Je voudrais maintenant tenter de gravir, pour ainsi dire, le mont Nébo pour observer, en partant de la vue que l’on pouvait avoir alors, le chemin qui a été parcouru depuis cinquante ans. Il pourrait se révéler utile à cet égard de rappeler l’expérience de Moïse. Le chapitre 34 du Deutéronome raconte comment il a été accordé à Moïse de jeter un regard sur la Terre promise du haut du mont Nébo, Terre promise qui s’offre à lui dans toute son étendue. Le regard que Moïse a été autorisé à jeter est, si je peux m’exprimer ainsi, purement géographique, non historique. Et pourtant on pourrait dire que le chapitre 28 du même livre présente un regard qui n’est pas regard sur la géographie mais sur l’histoire future sur et avec la Terre, et que ce chapitre offre une perspective bien différente et beaucoup moins consolante: «Yahvé te dispersera parmi tous les peuples, d’un bout du monde à l’autre […]. Parmi ces nations, tu n’auras pas de tranquillité et il n’y aura pas de repos pour la plante de tes pieds» (Dt 28, 64 sq.). Ce que Moïse voyait dans cette vision intérieure pourrait se résumer ainsi: la liberté peut s’auto-détruire, quand elle perd son critère intrinsèque elle se supprime elle-même.
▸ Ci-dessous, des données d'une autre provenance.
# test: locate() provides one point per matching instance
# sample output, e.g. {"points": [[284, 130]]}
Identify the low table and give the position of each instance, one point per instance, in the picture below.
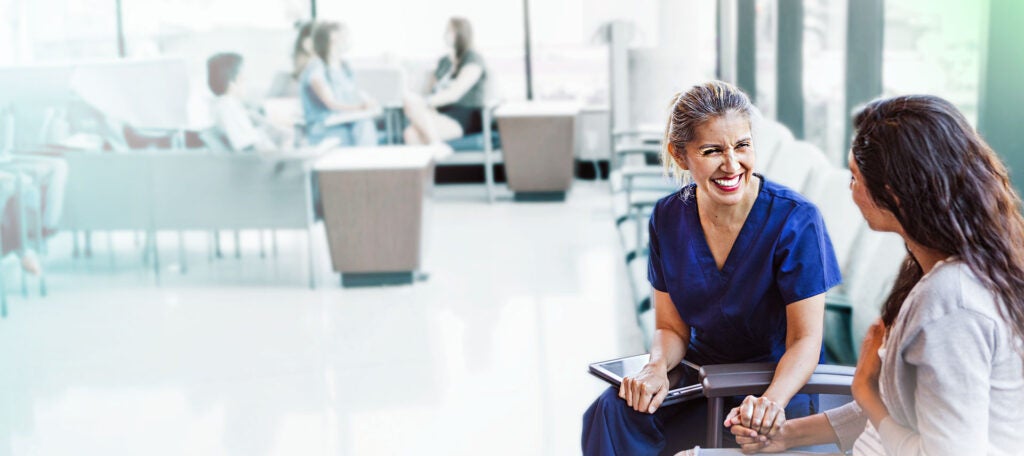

Que pourrait percevoir un regard historique jeté du Nébo sur la terre de l’exégèse des cinquante dernières années? D’abord beaucoup de choses qui auraient consolé Maier, la réalisation de son rêve, en quelque sorte. En 1943 déjà, l’encyclique Divino afflante Spiritu introduisit une nouvelle façon de concevoir le rapport entre le Magistère et les exigences scientifiques de la lecture historique de la Bible. Par la suite, les années Soixante représentèrent, pour filer notre métaphore, l’entrée dans la Terre Promise de la liberté de l’exégèse. Nous trouvons d’abord l’instruction de la Commission biblique du 21 avril 1964 sur la vérité historique des Évangiles, mais surtout, ensuite, la constitution conciliaire Dei Verbum de 1965 sur la Révélation divine, avec laquelle s’ouvrit en fait un nouveau chapitre dans le rapport entre Magistère et exégèse scientifique. Il n’est pas besoin de souligner ici l’importance de ce texte fondamental. Il définit avant tout le concept de Révélation qui ne s’identifie pas avec son témoignage écrit qu’est la Bible et ouvre ainsi le vaste horizon, à la fois historique et théologique, dans lequel se meut l’interprétation de la Bible, une interprétation qui voit dans les Écritures non seulement des livres humains, mais le témoignage d’une parole divine. Il devient ainsi possible de définir le concept de Tradition, lequel dépasse lui aussi l’Écriture tout en ayant son centre en elle, du moment que l’Écriture est avant tout et par nature “tradition”. Cela nous conduit au troisième chapitre de la Constitution, consacré à l’interprétation de l’Écriture; ce qui apparaît dans ce chapitre de façon convaincante, c’est la nécessité absolue de la méthode historique comme partie indispensable du travail d’exégèse, mais c’est aussi la dimension proprement théologique de l’interprétation qui – comme on l’a déjà dit – est essentielle, s’il est vrai que ce livre est plus qu’une parole humaine.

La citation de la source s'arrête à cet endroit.